He cautioned that “loss of language is loss of identity and its memory. Language is central to indigenous people’s identity.” The priest also stated that it’s not true that Sanskrit and Latin had died away. “Latin did not die,” he said. “Latin had evolved into its daughter languages and those languages are surviving today.”

The daughter languages of Latin include Italian, French, Portuguese, Spanish, Romanian, and Catalan, known as Romance languages. Sanskrit also did not die, the linguist priest said. “It had simply evolved into its daughter languages.”

Its daughter languages include, among others, Hindi, Bengali, Urdu, and Nepali.

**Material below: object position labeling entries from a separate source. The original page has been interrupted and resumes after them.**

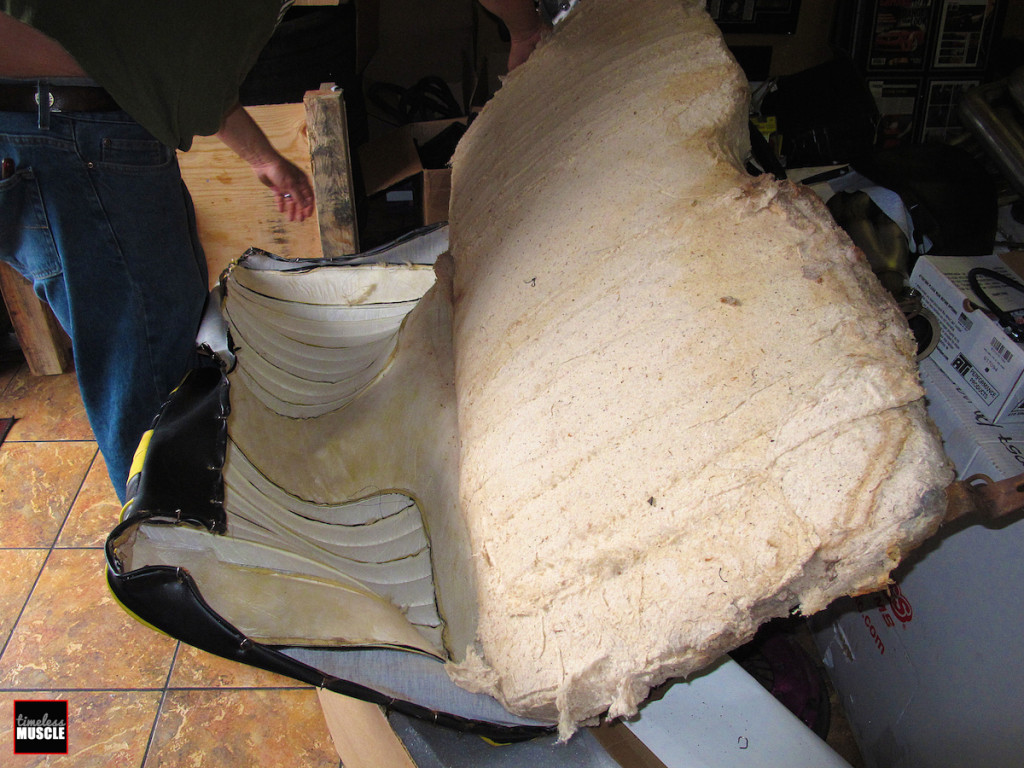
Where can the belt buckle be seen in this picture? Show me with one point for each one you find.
(50, 107)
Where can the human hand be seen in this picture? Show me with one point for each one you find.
(292, 190)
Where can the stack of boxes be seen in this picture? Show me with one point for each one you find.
(929, 672)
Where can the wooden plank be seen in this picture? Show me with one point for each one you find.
(46, 346)
(332, 171)
(233, 210)
(625, 747)
(361, 734)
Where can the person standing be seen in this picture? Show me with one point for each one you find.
(95, 97)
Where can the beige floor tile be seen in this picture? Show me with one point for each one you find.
(95, 511)
(104, 728)
(74, 634)
(7, 371)
(47, 408)
(254, 728)
(197, 669)
(18, 569)
(38, 483)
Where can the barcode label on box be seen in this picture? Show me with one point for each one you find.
(1000, 349)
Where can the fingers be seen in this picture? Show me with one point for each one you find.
(295, 201)
(292, 192)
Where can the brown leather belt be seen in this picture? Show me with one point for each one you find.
(18, 97)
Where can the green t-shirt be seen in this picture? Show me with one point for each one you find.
(175, 66)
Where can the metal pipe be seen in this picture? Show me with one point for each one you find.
(996, 127)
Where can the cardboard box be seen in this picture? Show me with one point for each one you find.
(973, 349)
(929, 673)
(397, 157)
(974, 443)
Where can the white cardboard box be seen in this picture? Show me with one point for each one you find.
(973, 349)
(931, 674)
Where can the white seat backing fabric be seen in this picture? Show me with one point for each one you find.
(336, 441)
(649, 403)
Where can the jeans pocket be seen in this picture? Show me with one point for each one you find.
(26, 241)
(133, 154)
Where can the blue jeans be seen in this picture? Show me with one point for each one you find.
(97, 218)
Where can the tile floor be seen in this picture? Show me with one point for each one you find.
(135, 697)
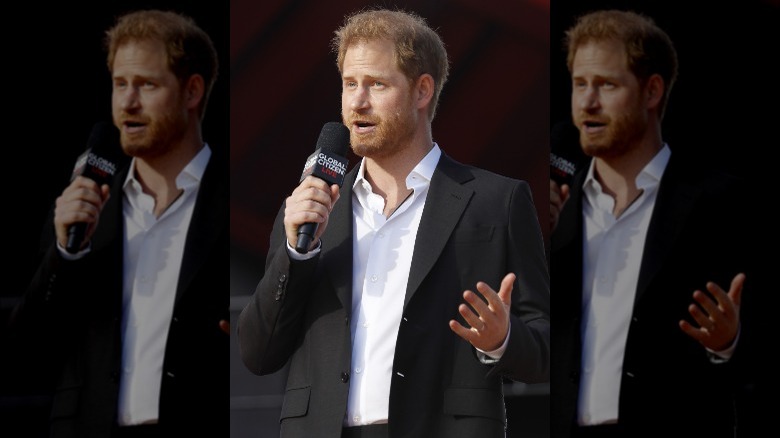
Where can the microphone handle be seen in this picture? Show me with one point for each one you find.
(305, 236)
(76, 234)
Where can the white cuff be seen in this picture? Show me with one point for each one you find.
(491, 357)
(68, 256)
(295, 255)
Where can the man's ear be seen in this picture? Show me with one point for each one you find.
(194, 91)
(423, 90)
(654, 91)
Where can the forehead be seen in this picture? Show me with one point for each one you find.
(140, 55)
(374, 55)
(601, 58)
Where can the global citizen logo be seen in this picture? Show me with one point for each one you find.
(100, 165)
(331, 166)
(321, 165)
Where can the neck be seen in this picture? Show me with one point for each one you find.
(157, 174)
(617, 175)
(387, 174)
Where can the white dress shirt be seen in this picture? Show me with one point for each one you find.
(612, 250)
(382, 249)
(153, 252)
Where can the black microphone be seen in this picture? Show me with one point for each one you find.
(566, 156)
(100, 162)
(327, 163)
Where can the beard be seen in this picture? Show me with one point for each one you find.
(160, 135)
(390, 135)
(621, 133)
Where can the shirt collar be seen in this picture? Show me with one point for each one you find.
(190, 176)
(649, 176)
(423, 170)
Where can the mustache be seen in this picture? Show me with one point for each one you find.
(132, 118)
(353, 117)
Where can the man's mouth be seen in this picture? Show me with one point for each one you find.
(593, 126)
(362, 126)
(133, 126)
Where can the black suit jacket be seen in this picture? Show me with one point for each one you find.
(74, 309)
(668, 382)
(475, 226)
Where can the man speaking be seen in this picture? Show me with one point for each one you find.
(425, 284)
(133, 309)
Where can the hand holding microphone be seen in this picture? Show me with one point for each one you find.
(308, 208)
(78, 208)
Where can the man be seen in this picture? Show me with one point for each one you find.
(137, 317)
(372, 318)
(647, 254)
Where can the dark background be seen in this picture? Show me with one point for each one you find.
(56, 87)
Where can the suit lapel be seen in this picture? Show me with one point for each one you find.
(338, 244)
(675, 200)
(209, 219)
(447, 199)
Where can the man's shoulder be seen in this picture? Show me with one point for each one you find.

“My mother tongue is Konkani,” D’Souza said. “It’s a minority language now in certain places, but the history of this language can be traced back 5,000 years to Sanskrit.”

Konkani is spoken by the people living along the western coast of India and one of the 22 languages stated in the Indian Constitution. D’Souza is the Director of North Eastern Institute of Language and Culture in Guwahati. He has a doctorate degree in Linguistics from the University of Oxford. He’s also an associate member at the University of Oxford’s Faculty of Linguistics.

Arunachal Pradesh, an ethnically diverse state, shares international borders with Bhutan in the west, and Myanmar in the east. In the north, it shares over 1,000 kilometers of disputed border with China. The Hrusso Aka people don’t look like the Indians; they look more like the Mongols.

When China invaded Tibet in 1950, some Tibetans fled to where the Hrusso Aka people thrive today. According to an account, Hrusso Aka women had a practice of smearing their face with paints to make themselves look undesirable–a way to protect themselves from men from the outside. Because of this practice, the British and the Assamese called them Aka, which means painted in Assamese, a language in the northeastern Indian state of Assam.